Other documentaries winning Peabodys included βThe Loving Story,β a poignant film shown on HBO about a couple infamously arrested in 1958 for daring to marry across racial lines; βSummer Pasture,β an βIndependent Lensβ film that chronicled a nomadic Tibetan familyβs natural and political hardships; and βWhy Poverty?,β a collection of eight distinctively different films from Steps International that explored aspects of that human condition historically and here and now.
Other radio winners included βTeen Contender,β a βRadio Diariesβ entry that shadowed a teenaged boxer on her quest to fight on the U.S. Olympic team; βThe Leonard Lopate Show,β WNYC Radioβs noble, nimble daily consideration of New York Cityβs art, political and cultural life; and βWhat Happened at Dos Erres,β a βThis American Lifeβ spellbinder about a Guatemalan immigrant who learns that the man he believed to be his father actually led the massacre of his village.
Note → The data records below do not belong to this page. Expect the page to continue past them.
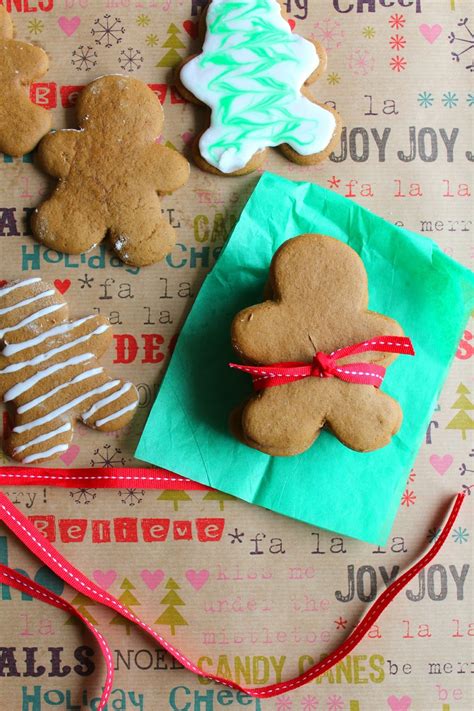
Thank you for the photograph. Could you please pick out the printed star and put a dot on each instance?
(334, 182)
(237, 536)
(333, 78)
(86, 281)
(151, 40)
(398, 64)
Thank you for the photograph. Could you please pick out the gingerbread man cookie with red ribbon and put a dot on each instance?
(111, 173)
(316, 354)
(22, 123)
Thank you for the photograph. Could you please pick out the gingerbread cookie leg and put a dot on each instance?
(380, 414)
(277, 421)
(67, 225)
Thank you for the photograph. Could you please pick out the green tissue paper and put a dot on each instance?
(329, 486)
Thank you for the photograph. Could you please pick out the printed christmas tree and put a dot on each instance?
(462, 420)
(173, 43)
(128, 600)
(175, 496)
(218, 496)
(171, 616)
(81, 602)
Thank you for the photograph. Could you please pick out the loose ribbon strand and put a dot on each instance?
(326, 366)
(24, 530)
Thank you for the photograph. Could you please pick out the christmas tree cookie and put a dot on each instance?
(22, 123)
(253, 73)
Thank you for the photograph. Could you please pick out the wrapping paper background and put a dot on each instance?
(246, 602)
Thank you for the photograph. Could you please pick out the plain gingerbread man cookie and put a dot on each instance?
(319, 299)
(50, 375)
(22, 123)
(254, 74)
(111, 173)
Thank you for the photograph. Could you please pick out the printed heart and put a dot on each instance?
(69, 24)
(430, 32)
(152, 578)
(197, 578)
(104, 578)
(62, 286)
(70, 454)
(441, 464)
(191, 28)
(399, 704)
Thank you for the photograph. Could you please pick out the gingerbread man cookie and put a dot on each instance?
(253, 74)
(111, 173)
(316, 354)
(22, 123)
(49, 373)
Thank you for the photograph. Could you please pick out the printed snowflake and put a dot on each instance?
(333, 78)
(396, 21)
(35, 27)
(110, 31)
(408, 498)
(329, 33)
(361, 62)
(143, 20)
(107, 456)
(151, 40)
(368, 32)
(460, 535)
(465, 44)
(335, 703)
(425, 99)
(398, 64)
(131, 497)
(450, 100)
(397, 42)
(433, 534)
(130, 59)
(83, 496)
(84, 58)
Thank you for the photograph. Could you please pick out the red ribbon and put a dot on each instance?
(326, 366)
(37, 544)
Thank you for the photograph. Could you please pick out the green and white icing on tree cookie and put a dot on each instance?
(250, 74)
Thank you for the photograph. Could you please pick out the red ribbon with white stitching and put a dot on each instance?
(327, 366)
(42, 549)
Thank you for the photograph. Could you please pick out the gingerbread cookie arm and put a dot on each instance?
(167, 168)
(56, 152)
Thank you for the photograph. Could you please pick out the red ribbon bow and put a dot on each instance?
(326, 366)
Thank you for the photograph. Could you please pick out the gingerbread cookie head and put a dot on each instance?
(22, 123)
(112, 173)
(118, 97)
(253, 74)
(50, 375)
(318, 306)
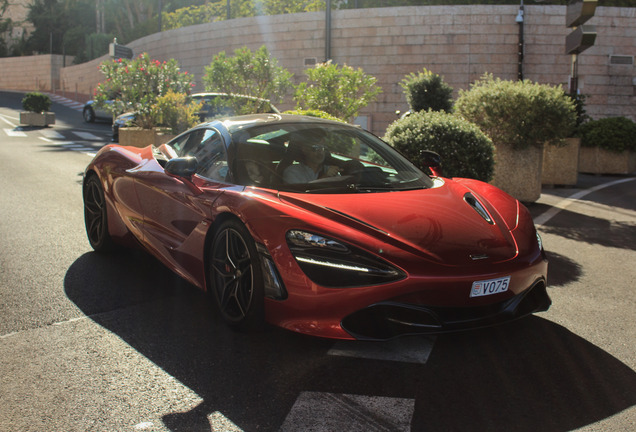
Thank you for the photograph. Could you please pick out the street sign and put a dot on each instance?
(119, 51)
(579, 11)
(580, 39)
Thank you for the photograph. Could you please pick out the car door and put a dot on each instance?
(176, 212)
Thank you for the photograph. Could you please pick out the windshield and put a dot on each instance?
(321, 158)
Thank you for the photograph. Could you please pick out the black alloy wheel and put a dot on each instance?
(236, 276)
(95, 216)
(89, 115)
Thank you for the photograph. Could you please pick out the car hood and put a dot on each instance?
(449, 224)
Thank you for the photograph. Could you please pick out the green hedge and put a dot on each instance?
(616, 134)
(518, 113)
(427, 90)
(465, 150)
(36, 102)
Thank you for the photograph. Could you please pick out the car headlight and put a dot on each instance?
(331, 263)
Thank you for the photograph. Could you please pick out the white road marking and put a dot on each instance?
(8, 120)
(543, 218)
(51, 134)
(327, 412)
News winners also included two β60 Minutesβ segments that demonstrated the magazine showβs range. βDeception at Dukeβ dug deep into allegations of fraud in a prestigious Duke University doctorβs cancer-cure research findings. βJoy in the Congoβ celebrated the emergence of a home-grown symphony orchestra in that war-ravaged African republic.
ABC Newsβ presciently planned, comprehensive coverage of βSuperstorm Sandyβ was honored with a Peabody, as was CNNβs thorough, voluminous and well-contextualized βCoverage Inside Syria and Homs 2012.β NPRβs detailed, daring coverage of Syriaβs descent into chaos by Deborah Amos and Kelly McEvers was also a winner.
The two websites receiving Peabody Awards demonstrate the breadth of styles and content that this medium can accommodate. SCOTUSblog is a treasure trove mostly of textβarchival material, updates, analysisβabout the daily and historic workings of the Supreme Court, while βSnow Fall: The Avalanche at Tunnel Creek,β on The New York Timesβ website, explored the cause and toll of an avalanche in Washington state primarily through spectacular graphics and aerial video. .
These 39 Peabodys will be formally presented at a luncheon ceremony on May 20 at the Waldorf-Astoria in New York. Scott Pelley, anchor of βThe CBS Evening News,β will be this yearβs emcee.